Eva avec Talk Tablet

Eva avec Talk Tablet

Ma fille a 5 ans. Pas de diagnostic ni d’explication, mais anomalies de la substance blanche, qui selon la dernière IRM, paraissent stables (ouf!). Nous avons pris connaissance de ses difficultés globales très tôt – mauvaise poursuite oculaire, absence d’interaction, hypertonie des membres et hypotonie axiale. Avec des séances régulières de kiné depuis ses 5 mois, elle a marché vers 20 mois. Vers 3 ans elle disait une dizaine de mots, pas toujours compréhensibles pour les non-habitués. Aujourd’hui elle dit des dizaines sinon des centaines de mots simples, mais elle a du mal à trouver le mot juste si elle est fatiguée ou distraite et elle a tendance à répéter les mêmes choses, par envie ou par difficulté de s’exprimer autrement, que sais-je. Elle reste pourtant difficile à comprendre pour les inconnus et elle a beaucoup de mal à structurer ses pensées et donc à associer des mots ou des idées.

  • Quels outils/systèmes de communication utilisez-vous actuellement pour palier ces difficultés ? Qu’est-ce qui vous a amené à faire ce choix ?

Nous utilisons un ipad avec l’app Talk Tablet en français. Avec cet outil, elle peut faire des phrases plus longues, faire appel à un

vocabulaire plus diversifié et se faire comprendre quand sa prononciation devient trop approximative pour qu’on la comprenne. Par exemple, avec sa voix, elle peut nous dire « neige ». Mais avec la tablette elle nous dit « je veux regarder la Reine des Neiges ». Plus communicatif et moins frustrant pour nous tous!

Nous avons mis en place récemment un cahier de vie avec des photos de ses activités et des phrases écrites avec son outil de communication, qu’elle apprécie beaucoup. Cet assemblage d’images et de mots lui permet de mieux fixer ses souvenirs je trouve, de remonter le fil de pensées vers l’image recherchée.

  • Quels autres dispositifs avez-vous utilisé dans le passé ? En quoi étaient-ils utiles ? Pourquoi est-ce que vous ne les utilisez plus (si c’est le cas) ?
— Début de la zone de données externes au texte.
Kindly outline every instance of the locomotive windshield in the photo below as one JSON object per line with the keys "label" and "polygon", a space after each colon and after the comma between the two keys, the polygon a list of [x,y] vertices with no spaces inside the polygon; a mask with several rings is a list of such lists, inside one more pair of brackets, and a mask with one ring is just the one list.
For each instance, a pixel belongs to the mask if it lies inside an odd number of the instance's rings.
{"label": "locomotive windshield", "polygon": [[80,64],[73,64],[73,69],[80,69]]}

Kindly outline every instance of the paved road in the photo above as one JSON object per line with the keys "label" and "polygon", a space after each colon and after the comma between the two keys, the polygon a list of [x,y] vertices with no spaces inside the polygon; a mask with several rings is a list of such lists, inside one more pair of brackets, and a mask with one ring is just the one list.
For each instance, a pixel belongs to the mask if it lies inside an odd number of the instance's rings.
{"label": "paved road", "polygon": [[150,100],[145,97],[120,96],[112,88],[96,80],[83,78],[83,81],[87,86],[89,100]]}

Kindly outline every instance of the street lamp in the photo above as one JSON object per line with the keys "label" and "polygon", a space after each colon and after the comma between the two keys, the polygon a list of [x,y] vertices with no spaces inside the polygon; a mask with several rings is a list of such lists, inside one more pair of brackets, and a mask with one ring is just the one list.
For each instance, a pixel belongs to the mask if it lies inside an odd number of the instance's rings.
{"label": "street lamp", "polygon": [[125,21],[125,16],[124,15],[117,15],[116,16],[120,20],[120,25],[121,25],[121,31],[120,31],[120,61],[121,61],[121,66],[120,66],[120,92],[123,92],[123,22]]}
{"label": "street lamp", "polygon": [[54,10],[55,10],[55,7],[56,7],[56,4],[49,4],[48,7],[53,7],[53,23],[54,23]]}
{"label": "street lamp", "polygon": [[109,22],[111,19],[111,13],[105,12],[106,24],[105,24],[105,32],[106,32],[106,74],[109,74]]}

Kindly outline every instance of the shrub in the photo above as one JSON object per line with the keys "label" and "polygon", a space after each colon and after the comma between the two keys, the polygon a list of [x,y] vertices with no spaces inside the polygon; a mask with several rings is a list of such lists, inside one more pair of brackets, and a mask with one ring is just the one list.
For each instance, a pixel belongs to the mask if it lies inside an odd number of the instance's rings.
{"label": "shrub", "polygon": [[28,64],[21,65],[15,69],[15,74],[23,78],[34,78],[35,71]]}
Avant les 3 ans d’Eva, nous avons mis en place le PECS à la maison (vous pouvez en lire plus ici). Nous avons fini par l’abandonner au profit de la tablette parce qu’elle avait besoin d’un vocabulaire toujours plus important. Aussi, je ne trouvais pas que c’était pratique pour modéliser ce qui se passait. C’était long et frustrant pour moi, donc je me suis vite rendu compte qu’il fallait faciliter le processus pour Eva! Par contre, avant le PECS, Eva avait du mal à différencier des images, elle aimait tourner les pages des livres mais sans regarder. Le PECS lui a permis de comprendre qu’elle pouvait faire des demandes et son langage oral en a beaucoup bénéficié aussi.

  • Est-ce que votre enfant à accès à la CAA à tout moment et est-ce que tous les interlocuteurs comprennent/peuvent le soutenir dans cette utilisation ?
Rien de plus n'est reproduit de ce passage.